Gideon Sa’ar, qui a formé l’année dernière New Hope comme son propre véhicule politique après n’avoir pu renverser Netanyahou dans une course à la direction du Likud, détient le portefeuille de la Justice. Opposé à une solution à deux États, il soutient l’annexion de la Cisjordanie et l’autonomie palestinienne faisant partie d’une fédération avec la Jordanie.

Benny Gantz, ancien chef d’état-major de l’armée israélienne et chef du parti Bleu blanc qui a disputé trois élections sur une liste anti-Netanyahou pour finalement rejoindre sa coalition l’année dernière, en tant que ministre de la Défense, continuera à ce poste. Il a été responsable de l’attaque criminelle d’Israël contre Gaza en 2014, et fait l’objet actuellement d’une enquête par la Cour pénale internationale, et du bombardement de 11 jours du mois dernier sur l’enclave assiégée qui a tué au moins 253 Palestiniens, blessé 2000 autres et endommagé ou détruit au moins 17.000 maisons, six hôpitaux, neuf centres de santé, une usine de dessalement d’eau et d’autres infrastructures vitales.

Ces criminels politiques sont rejoints par le Parti travailliste qui a signé les accords d’Oslo censés créer un mini-État palestinien. Ses législateurs, Merav Michaeli et Omer Bar-Lev, seront respectivement ministres des Transports et de la Sécurité publique, tandis qu’un autre dirigera le ministère des Affaires de la Diaspora.

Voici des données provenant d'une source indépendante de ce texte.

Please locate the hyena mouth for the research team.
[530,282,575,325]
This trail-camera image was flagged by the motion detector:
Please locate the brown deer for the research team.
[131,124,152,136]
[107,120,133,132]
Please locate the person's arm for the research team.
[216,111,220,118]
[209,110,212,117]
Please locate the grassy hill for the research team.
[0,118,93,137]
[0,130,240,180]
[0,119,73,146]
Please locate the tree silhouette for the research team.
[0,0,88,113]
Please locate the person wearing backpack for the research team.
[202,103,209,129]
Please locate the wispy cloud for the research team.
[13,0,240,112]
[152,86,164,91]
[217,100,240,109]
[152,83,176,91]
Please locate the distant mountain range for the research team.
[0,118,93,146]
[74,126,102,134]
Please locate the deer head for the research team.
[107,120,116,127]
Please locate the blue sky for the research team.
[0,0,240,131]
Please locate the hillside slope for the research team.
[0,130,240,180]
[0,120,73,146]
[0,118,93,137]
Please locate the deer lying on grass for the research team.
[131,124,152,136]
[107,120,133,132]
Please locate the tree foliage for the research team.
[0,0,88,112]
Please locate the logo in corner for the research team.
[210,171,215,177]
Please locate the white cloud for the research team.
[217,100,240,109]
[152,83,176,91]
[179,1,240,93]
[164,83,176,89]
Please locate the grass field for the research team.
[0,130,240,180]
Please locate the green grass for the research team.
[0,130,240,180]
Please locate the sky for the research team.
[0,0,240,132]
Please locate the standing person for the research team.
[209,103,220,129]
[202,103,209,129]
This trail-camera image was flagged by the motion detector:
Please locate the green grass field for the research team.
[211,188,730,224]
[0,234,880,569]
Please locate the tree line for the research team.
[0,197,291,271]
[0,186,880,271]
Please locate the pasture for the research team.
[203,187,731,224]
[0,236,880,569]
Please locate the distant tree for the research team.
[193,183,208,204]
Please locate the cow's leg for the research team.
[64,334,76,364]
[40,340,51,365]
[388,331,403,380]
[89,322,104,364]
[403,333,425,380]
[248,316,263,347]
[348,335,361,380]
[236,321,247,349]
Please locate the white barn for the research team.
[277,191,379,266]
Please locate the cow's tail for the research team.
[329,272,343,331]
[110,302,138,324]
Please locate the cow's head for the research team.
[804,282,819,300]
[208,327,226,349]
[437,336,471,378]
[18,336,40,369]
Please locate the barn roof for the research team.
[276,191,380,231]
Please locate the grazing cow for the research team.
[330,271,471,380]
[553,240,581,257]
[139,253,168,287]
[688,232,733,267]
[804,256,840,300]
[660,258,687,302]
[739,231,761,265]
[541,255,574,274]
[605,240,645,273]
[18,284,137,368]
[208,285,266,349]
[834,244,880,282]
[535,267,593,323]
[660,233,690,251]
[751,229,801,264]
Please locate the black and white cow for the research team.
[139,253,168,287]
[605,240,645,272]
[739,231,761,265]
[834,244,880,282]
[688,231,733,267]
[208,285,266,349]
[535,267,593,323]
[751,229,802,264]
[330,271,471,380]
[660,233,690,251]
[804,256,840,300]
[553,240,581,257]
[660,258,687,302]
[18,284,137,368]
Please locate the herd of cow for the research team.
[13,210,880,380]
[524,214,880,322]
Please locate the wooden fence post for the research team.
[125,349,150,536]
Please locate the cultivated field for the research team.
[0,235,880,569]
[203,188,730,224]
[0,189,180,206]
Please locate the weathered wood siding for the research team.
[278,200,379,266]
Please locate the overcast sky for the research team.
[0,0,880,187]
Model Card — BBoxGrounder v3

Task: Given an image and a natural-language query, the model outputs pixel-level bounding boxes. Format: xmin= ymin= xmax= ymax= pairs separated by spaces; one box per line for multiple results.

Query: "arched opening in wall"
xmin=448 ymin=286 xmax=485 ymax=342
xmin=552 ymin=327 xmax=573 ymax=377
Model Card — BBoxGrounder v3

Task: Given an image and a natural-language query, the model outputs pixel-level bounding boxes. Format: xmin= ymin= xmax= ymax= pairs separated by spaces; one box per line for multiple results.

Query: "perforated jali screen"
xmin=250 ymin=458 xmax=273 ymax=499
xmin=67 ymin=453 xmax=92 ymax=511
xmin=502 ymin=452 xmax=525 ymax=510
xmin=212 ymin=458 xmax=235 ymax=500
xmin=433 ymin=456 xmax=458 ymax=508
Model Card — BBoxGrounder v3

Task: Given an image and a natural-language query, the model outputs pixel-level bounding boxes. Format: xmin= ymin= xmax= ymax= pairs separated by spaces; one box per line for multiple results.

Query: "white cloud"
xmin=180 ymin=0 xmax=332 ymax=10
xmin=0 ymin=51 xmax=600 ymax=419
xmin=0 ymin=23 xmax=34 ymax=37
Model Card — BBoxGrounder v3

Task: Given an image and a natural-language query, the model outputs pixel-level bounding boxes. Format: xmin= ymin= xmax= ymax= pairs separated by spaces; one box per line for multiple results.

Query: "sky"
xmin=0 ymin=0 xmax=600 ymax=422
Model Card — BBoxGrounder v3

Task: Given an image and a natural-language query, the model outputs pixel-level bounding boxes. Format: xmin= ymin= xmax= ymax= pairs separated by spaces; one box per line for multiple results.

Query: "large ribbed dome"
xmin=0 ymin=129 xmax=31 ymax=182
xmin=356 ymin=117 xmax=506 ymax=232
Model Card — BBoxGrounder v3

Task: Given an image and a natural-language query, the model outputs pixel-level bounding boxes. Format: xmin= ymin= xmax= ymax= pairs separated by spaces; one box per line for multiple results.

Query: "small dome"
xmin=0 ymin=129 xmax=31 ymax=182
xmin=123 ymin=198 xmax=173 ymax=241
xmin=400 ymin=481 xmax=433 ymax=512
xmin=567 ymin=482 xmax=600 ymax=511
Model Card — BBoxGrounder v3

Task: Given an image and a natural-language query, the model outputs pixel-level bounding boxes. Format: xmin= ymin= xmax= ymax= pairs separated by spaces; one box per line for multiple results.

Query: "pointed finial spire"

Le Meretz, qui s’oppose à la colonisation juive dans les territoires occupés et soutient la solution à deux États, a également accepté de servir sous Bennett. Nitzan Horowitz est le nouveau ministre de la Santé et Tamar Zandberg ministre de la Protection de l’environnement. Son membre arabe Esawi Freige exercera les fonctions de ministre du Développement régional.

Le cabinet comprendra pour la première fois le chef de la Liste arabe unie ou Ra’am, Mansour Abbas, qui a accepté de soutenir la coalition en échange d’une augmentation du soutien économique et d’un gel temporaire des démolitions de maisons dans la communauté arabe d’Israël.

Ce sera le premier cabinet sans les partis ultra-religieux qui ont participé à la plupart des coalitions depuis 2001.

Le nouveau gouvernement n’a pas encore obtenu l’approbation de la Knesset, qui ne devrait pas voter sur la question avant au moins une semaine. Lapid cherche à remplacer le président actuel de la Knesset, un membre du Likud, par le législateur de Yesh Atid, Mickey Levy, pour accélérer le processus.

Netanyahou a insisté sur le fait qu’il ne compte pas s’en aller et cherche à récupérer des transfuges de la coalition Lapid-Bennett, en plus d’Amichai Chikli, l’un des législateurs de Yamina, qui a refusé de rejoindre le gouvernement «de gauche». Il a fustigé ses anciens collègues, qualifiant la coalition proposée «d’illégitime».

L’allié fascisant de Netanyahou, le chef du parti Sionisme religieux, Bezalel Smotrich, a accusé les dirigeants de Yamina, Bennett et Shaked, de chercher à «établir un gouvernement de gauche avec les partisans arabes du terrorisme». Des centaines de ses partisans se sont rassemblés à plusieurs reprises devant les domiciles de Bennett et Shaked. Les deux hommes politiques se sont vu attribuer une protection policière en raison de la violence politique dont ils pourraient être victimes.

Des questions ont été soulevées dans les médias quant à savoir si Netanyahou allait lancer de nouvelles provocations contre les Palestiniens à Jérusalem-Est, promouvoir des actes de terrorisme par des fanatiques juifs contre les Palestiniens israéliens, chercher à organiser un coup d’État similaire à celui de l’ancien président américain Donald Trump, ou lancer un mouvement de provocation contre l’Iran pour maintenir son emprise sur le pouvoir.